Но пока о своих догадках я не стал рассказывать Хиаре, так как я боялся, что она не сможет уснуть. А ведь она себя последнее время сильно урезала во сне, постоянно обучая меня, и экспериментируя со свитком давно ушедшего из жизни обрученного со смертью. Мы готовились к своему последнему боевому дню, тринадцатому, на котором по догадкам Хиары мы должны на равных встретиться с Живуром и его супругой. Но не в их божественном виде, они предстанут перед нами в виде аватаров. И этот день, если мои догадки верны, наступит слишком рано, и Хиара перед ним не сомкнет глаз, а этого не стоит допускать.
И всё же моя жизнь начала казаться мне сплошным сражением, кровью и болью. Зашивая очередную рану, я неспешно читал письмо, написанное на белоснежной ткани, которое дарило мне надежду, что мой разум не воспринимает происходящее сейчас нормой. Нехитрое письмо вызывало на моем лице через боль от раны, улыбку, и дергали строки письма за иные струны души, которые постоянные схватки лишь утончают.

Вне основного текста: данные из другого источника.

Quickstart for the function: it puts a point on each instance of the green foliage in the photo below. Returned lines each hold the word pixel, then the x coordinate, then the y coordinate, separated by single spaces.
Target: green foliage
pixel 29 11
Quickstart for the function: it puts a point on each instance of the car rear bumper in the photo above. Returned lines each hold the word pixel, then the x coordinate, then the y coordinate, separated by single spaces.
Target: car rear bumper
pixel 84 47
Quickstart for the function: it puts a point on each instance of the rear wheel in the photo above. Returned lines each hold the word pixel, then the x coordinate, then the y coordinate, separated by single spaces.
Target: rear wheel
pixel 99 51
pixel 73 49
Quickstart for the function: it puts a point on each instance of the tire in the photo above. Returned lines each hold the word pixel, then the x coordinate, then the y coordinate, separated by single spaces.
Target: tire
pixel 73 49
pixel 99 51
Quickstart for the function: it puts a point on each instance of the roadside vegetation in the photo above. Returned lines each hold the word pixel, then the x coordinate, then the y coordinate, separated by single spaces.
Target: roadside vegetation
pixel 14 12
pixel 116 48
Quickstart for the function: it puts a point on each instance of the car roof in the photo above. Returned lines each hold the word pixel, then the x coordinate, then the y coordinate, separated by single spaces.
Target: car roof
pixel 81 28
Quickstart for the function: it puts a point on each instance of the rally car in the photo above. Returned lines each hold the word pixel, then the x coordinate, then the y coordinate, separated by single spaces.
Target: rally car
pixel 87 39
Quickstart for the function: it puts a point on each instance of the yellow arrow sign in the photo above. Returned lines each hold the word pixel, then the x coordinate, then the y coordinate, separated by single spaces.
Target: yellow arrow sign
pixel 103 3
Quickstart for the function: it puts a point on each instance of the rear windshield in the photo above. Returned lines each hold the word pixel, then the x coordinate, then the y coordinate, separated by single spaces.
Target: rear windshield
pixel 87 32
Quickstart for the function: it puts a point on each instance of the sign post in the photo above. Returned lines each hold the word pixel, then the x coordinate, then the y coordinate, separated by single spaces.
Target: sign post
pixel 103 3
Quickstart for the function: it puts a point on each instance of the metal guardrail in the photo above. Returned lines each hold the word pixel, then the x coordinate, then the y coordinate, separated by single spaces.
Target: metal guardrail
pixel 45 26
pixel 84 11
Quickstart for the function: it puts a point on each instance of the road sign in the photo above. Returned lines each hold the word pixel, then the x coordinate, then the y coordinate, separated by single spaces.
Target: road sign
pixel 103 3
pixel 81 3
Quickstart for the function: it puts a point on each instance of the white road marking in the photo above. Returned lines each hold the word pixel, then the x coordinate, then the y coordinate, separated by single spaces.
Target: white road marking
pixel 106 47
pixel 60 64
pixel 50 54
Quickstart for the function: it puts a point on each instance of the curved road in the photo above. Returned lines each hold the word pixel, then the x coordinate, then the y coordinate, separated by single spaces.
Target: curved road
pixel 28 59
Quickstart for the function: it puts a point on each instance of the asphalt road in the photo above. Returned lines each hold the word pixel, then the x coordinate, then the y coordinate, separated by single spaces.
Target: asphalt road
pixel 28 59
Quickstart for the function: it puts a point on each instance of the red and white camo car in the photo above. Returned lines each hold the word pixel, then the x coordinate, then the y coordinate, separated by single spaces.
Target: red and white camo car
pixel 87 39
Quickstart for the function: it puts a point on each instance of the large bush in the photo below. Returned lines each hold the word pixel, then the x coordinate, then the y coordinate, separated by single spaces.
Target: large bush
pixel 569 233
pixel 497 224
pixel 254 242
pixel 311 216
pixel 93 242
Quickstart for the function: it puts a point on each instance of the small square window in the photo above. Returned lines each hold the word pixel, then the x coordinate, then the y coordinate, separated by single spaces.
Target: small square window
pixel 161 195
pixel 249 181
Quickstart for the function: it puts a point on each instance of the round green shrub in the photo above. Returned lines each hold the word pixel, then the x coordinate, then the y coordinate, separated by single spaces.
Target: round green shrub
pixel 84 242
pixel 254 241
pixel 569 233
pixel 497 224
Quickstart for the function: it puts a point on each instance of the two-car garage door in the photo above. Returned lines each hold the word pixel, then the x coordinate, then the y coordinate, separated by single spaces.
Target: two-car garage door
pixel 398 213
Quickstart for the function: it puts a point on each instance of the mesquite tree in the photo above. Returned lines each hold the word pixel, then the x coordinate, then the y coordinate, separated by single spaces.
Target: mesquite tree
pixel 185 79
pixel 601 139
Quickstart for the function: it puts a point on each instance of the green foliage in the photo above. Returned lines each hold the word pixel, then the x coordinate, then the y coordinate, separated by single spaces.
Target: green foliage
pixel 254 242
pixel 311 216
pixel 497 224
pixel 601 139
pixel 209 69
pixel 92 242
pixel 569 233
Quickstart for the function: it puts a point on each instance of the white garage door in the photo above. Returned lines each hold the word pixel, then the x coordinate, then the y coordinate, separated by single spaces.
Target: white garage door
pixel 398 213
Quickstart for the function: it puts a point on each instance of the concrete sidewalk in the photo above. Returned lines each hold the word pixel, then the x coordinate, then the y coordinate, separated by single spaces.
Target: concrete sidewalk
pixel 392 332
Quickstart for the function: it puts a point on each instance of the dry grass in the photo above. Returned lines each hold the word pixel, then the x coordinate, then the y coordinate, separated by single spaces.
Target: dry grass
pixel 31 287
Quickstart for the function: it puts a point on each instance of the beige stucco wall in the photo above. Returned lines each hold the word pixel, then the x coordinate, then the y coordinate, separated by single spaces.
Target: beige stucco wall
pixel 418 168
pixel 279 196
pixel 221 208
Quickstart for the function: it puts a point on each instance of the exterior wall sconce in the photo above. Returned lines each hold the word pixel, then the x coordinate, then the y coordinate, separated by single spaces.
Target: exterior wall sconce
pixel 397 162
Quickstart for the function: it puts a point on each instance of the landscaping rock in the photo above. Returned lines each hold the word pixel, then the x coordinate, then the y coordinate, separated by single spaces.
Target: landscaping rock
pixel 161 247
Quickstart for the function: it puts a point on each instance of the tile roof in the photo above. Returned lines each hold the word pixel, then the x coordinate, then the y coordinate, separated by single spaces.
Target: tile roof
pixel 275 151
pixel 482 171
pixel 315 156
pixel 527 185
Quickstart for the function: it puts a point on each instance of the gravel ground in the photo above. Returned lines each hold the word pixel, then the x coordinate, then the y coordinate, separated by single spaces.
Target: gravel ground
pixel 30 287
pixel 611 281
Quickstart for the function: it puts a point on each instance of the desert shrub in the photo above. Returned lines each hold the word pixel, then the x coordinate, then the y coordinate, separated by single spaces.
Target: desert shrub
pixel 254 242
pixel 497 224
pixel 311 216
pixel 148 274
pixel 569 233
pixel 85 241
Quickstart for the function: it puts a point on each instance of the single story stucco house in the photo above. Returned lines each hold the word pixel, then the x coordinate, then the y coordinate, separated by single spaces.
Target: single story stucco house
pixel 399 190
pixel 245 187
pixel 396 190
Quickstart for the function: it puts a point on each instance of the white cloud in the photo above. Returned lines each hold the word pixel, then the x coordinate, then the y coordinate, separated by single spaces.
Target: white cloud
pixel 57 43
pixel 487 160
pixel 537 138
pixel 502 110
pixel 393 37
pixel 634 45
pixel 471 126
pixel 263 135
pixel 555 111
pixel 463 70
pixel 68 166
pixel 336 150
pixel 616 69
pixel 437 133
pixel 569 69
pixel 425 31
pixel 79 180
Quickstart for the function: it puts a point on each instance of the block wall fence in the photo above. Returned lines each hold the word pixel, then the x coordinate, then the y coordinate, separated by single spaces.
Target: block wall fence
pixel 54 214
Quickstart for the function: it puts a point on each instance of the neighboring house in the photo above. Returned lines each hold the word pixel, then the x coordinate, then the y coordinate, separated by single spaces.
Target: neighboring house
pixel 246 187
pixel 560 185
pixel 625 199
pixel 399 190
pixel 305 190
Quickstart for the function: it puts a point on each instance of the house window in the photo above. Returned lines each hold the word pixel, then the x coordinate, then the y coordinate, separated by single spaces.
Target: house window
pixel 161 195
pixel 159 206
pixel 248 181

Уже шестое письмо я вчера получил на традиционном выборе той, что проведёт со мной ночь. Ни одна из дроу не была против моего выбора, но она не имела права пройти на арену. Сура писала мне, не упоминая о крови или ином насилии, стараясь привнести в мою жизнь хоть немного света. Она не восторгалась моими схватками, а писала о своей жизни. Например, рассказывала, что была сегодня у статуи Матери Дроу, и молилась ей о том, чтобы это все побыстрее закончилось. Также она писала, что научилась готовить, и поразит меня яблочным пирогом. Это в первом письме она мне рассказывала как легенды, прошедшие полную арену больше пяти боевых дней изменяются навсегда. И теперь маленькая Сура боялась, что я больше никогда не стану тем Алем, которого она знала раньше. Что и не удивительно, она теперь всегда стояла у поручня трибуны, разделяющей арену, практически касаясь магического щита. С глазами полными слез смотрела на меня, забирающего жизнь за жизнью, постоянно в крови. Практически каждый день я уходил с арены с помощью Хиары, что меня поддерживала. И этот день не был исключением, бок ранен, рука только срослась, одаривая болью, от которой у меня мутнело в глазах.
Но всё же маленькая дроу добилась своего, перечитывая уже раз в пятый это нехитрое девичье письмо, я улыбался. И даже мечтал попробовать яблочный пирог, гадая, откуда в подземелье могут быть яблоки. И в это время стежком за стежком я зашивал рану, неглубокую, но очень неприятную, а дрожащая рука с еле видимой линией шрама на кисти неуверенно тыкала мне иглу в бок, постоянно норовя продырявить меня не в том месте.
— Аль, ты как? — Спросила Хиара, подойдя ко мне со спины, и опустив на мои оголённые плечи свои руки и начиная аккуратно массировать их.
— Зашиваю бок, каменный голем задел меня, но ничего серьезного, на мне все заживает как на собаке. — Грубо ответил я своему партнеру, который обо мне заботится уже больше чем о себе. — Ты бы сходила на горячие источники, отдохнула, а то твой брат прибьет меня за новую морщинку на лице своей любимой сестренки. А со мной все хорошо.
— Я беспокоюсь не о твоем теле. — Дыхание Хиары обожгло мое ухо. — Твой разум уже не выдерживает, ты не готов к этой мясорубке.
— Не беспокойся обо мне, Хиара, я выдерживал и не такое. — Поморщился я от правдивых слов подруги.
— Тебе неделю назад исполнилось четырнадцать, ты иногда об этом забываешь. — С моих плеч исчезли руки, а я повернулся к Хиаре и посмотрел в глаза ей. — Я поражаюсь твоей стойкости, но ты слишком молод, и замкнут в себе.
— Возраст для Синигами не имеет значения. — Тихо проговорил я девушке, на лице которой уже неделю не сходят синяки под глазами, не смотря на то, что она не приближается к противникам, отдав мне эту функцию. — Хиара, отдохни, не беспокойся за мой разум, он выдержит.
— Я на это очень надеюсь. — Тихо проговорила Хиара, идя к нашей постели, на которой мы спали вдвоем. — Хари и Альке готовятся к бою, больше они к нам в гости не зайдут.
— Я знаю. — Сухо ответил я с болью в сердце.